Google plugs 'high-risk' holes in Chrome browser

Google plugs 'high-risk' holes in Chrome browser

Summary: Google has shipped a high-priority Chrome browser patch with fixes for three security vulnerabilities that expose users to cross-site scripting and data theft attacks.Google Chrome's beta and stable channels have been updated to version 1.


Google has shipped a high-priority Chrome browser patch with fixes for three security vulnerabilities that expose users to cross-site scripting and data theft attacks.

Google Chrome's beta and stable channels have been updated to version to mitigate an issue with the Adobe Reader plug-in (two separate vulnerabilities) and to fix a bug in the V8 JavaScript engine could allow bypassing same-origin checks.

The skinny:

  • CVE-2007-0048 and CVE-2007-0045: Workaround for Adobe Reader Plugin Open Parameters Cross-Site Scripting Vulnerability

    • Google Chrome now refuses requests for javascript: URLs in Netscape Plugin API (NPAPI) requests from the Adobe Reader plugin. Adobe is aware of this issue and has helped us develop this mitigation while they work on a fix for all users.
    • Severity: Moderate. This could allow a PDF document to run scripts on arbitrary sites.

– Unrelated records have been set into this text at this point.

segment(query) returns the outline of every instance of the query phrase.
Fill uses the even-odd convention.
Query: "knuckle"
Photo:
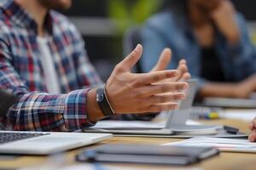
[[[159,97],[159,101],[160,101],[160,103],[165,103],[166,100],[166,97],[164,97],[164,96]]]
[[[137,91],[134,92],[134,96],[137,99],[140,99],[140,98],[143,98],[144,96],[144,94],[141,90],[137,90]]]
[[[160,76],[158,75],[154,75],[153,76],[153,80],[154,80],[154,82],[159,82],[160,81]]]
[[[115,71],[119,72],[122,70],[122,66],[120,64],[118,64],[117,65],[115,65],[114,69]]]
[[[167,88],[167,86],[166,86],[166,85],[162,85],[162,86],[160,87],[160,92],[161,92],[161,93],[168,92],[168,88]]]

  • CVE-2009-0276: Javascript Same-Origin Bypass

    • A bug in the V8 JavaScript engine could allow bypassing same-origin checks in certain situations.
    • Severity: High. A malicious script in a page could read the full URL of another frame, and possibly other attributes or data from another frame in a different origin. This could disclose sensitive information from one website to a third party.

The patch (see release notes) also fixes problems with Yahoo Mail and Windows Live Hotmail.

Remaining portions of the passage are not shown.